To manage this surge in demand, many construction businesses are looking to hire additional manpower. A report from the U.S. Bureau of Labor Statistics estimates that construction companies will need to hire 430,000 more workers through 2021. This situation makes it challenging for most constructions leaders, as all other competitors are fighting for qualified professionals from the same talent pool.

Improving the recruitment process in the construction industry is vital to stay in business in the long run. Consider developing and maintaining a healthy pipeline of qualified applicants. Human resource departments should focus on building a network of potential candidates.

2. The Widening Skills Gap

The share of young construction workers is rapidly declining. In 2020, the median age of construction workers was 42.9 years old, up from 39 a decade prior. As fewer young workers enter the construction sector, the share of older construction staff has increased.
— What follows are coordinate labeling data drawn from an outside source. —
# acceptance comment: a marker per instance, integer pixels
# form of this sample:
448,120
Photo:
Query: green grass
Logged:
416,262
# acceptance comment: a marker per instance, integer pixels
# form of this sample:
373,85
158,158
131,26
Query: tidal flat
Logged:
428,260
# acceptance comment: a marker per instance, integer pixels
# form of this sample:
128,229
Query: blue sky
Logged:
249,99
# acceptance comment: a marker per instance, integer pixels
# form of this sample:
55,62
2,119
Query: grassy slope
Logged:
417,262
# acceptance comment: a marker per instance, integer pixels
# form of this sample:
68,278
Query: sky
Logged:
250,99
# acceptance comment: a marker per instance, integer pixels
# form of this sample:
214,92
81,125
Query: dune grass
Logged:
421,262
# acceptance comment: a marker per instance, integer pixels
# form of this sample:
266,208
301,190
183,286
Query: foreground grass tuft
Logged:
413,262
This has led to skill gaps from both younger and older generations of construction workers. For instance, the metal construction segment of the sector faces a shortage of workers with specialized trades, such as metalworkers. Similarly, many construction organizations have increased technology adoption, which may potentially leave older generations of maintenance engineers behind in terms of skill sets to operate new tech.

Managing skill gaps and investing in ongoing training is key to the construction industry’s sustainable growth. This empowers workers of all ages with the opportunities to learn and improve their skills throughout their careers. Cross mentoring programs can be very handy as they allow staff to pass on valuable information and knowledge.
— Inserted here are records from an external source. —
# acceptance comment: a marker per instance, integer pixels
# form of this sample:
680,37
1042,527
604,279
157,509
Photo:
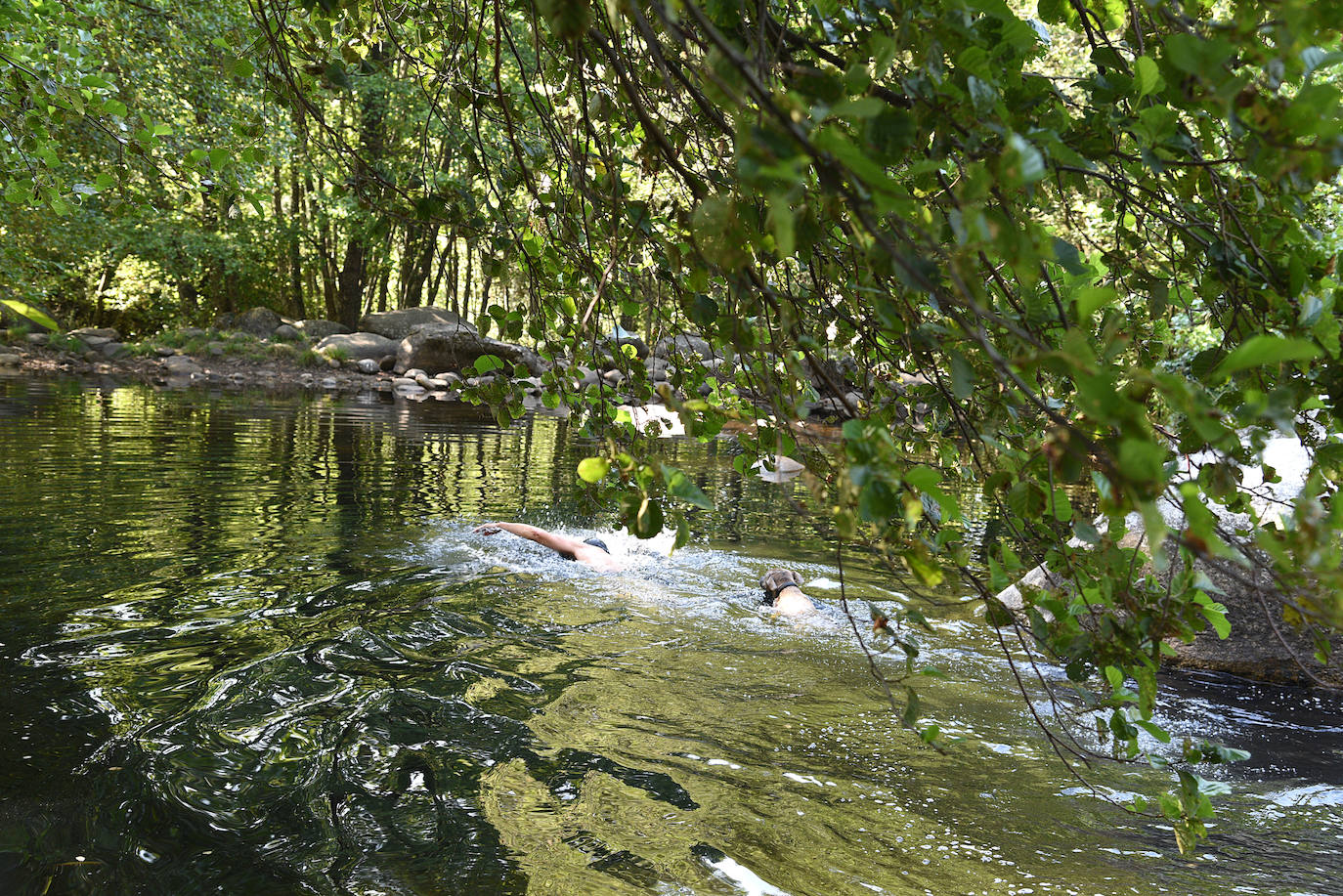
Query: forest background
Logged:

3. Maintaining Worker Safety

Worker safety in construction is always an important concern. Data from the United States Department of Labor reveals that 20% of all workers’ death happen in the construction sector. Failing to maintain a worker’s safety can lead to expensive medical bills, rising legal fees and potential injury lawsuits.
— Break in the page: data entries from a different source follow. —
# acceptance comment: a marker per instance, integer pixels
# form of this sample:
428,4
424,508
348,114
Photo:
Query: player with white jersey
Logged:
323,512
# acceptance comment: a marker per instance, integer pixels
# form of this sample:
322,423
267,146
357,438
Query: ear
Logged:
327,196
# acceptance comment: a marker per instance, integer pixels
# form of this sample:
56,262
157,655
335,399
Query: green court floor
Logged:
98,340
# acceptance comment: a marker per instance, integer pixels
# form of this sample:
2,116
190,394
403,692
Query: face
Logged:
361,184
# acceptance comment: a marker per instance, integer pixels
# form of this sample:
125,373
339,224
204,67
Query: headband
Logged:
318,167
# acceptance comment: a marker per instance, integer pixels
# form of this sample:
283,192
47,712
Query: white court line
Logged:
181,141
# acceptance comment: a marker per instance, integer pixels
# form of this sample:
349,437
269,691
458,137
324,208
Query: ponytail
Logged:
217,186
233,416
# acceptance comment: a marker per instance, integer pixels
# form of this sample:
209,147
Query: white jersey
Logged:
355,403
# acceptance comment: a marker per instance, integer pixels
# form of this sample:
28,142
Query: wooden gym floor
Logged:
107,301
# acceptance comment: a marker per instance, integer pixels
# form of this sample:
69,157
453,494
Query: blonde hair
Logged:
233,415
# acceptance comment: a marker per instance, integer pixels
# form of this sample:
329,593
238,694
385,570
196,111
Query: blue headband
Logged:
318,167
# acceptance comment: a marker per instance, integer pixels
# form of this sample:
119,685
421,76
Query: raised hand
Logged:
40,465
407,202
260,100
Nullifying the likelihood of injury on a jobsite is nearly impossible, but construction leaders must imperatively minimize all potential hazards to a worker’s health. All construction businesses should have solid safety protocols in place. Moreover, workers operating potentially hazardous machinery and materials should have received appropriate training.

Implementing a return-to-work program is essential in the construction sector. The program should help injured employees get back to their work as soon as they are fully fit. This would potentially reduce the cost of workers' compensation insurance, providing a significant financial benefit for construction businesses.

4. Meeting Compliance Standards

Ensuring all industry compliance standards are met can be very challenging. The regulations cover almost all aspects of the construction business, from materials used to the recruitment process. From a human resource perspective, construction business owners must ensure HR operations are not violating any regulations from the Office of Federal Contract Compliance Programs.

OFCCP auditors are always on the lookout for inaccurate records, especially with regard to interview practices. Discriminatory processes when terminating, hiring or even promoting a worker should be avoided at all costs. Moreover, all compensation disparities should be explainable and legit.

All the violations listed above can be avoided by simply keeping accurate and detailed employee information. Worker records and information should always be up to date and readily available. Moreover, performing periodical reviews of internal processes can help pinpoint areas that need improvement.

As the construction industry continues to recover despite the lingering uncertainty due to the COVID-19 pandemic. Global output in the construction sector is estimated to grow by 5.7% in 2021. This resilience, coupled with the growing demand for housing, suggests that growth should be steady in the construction industry for the years to come. Construction leaders can benefit from this momentum by tackling the different challenges with a sustainable approach.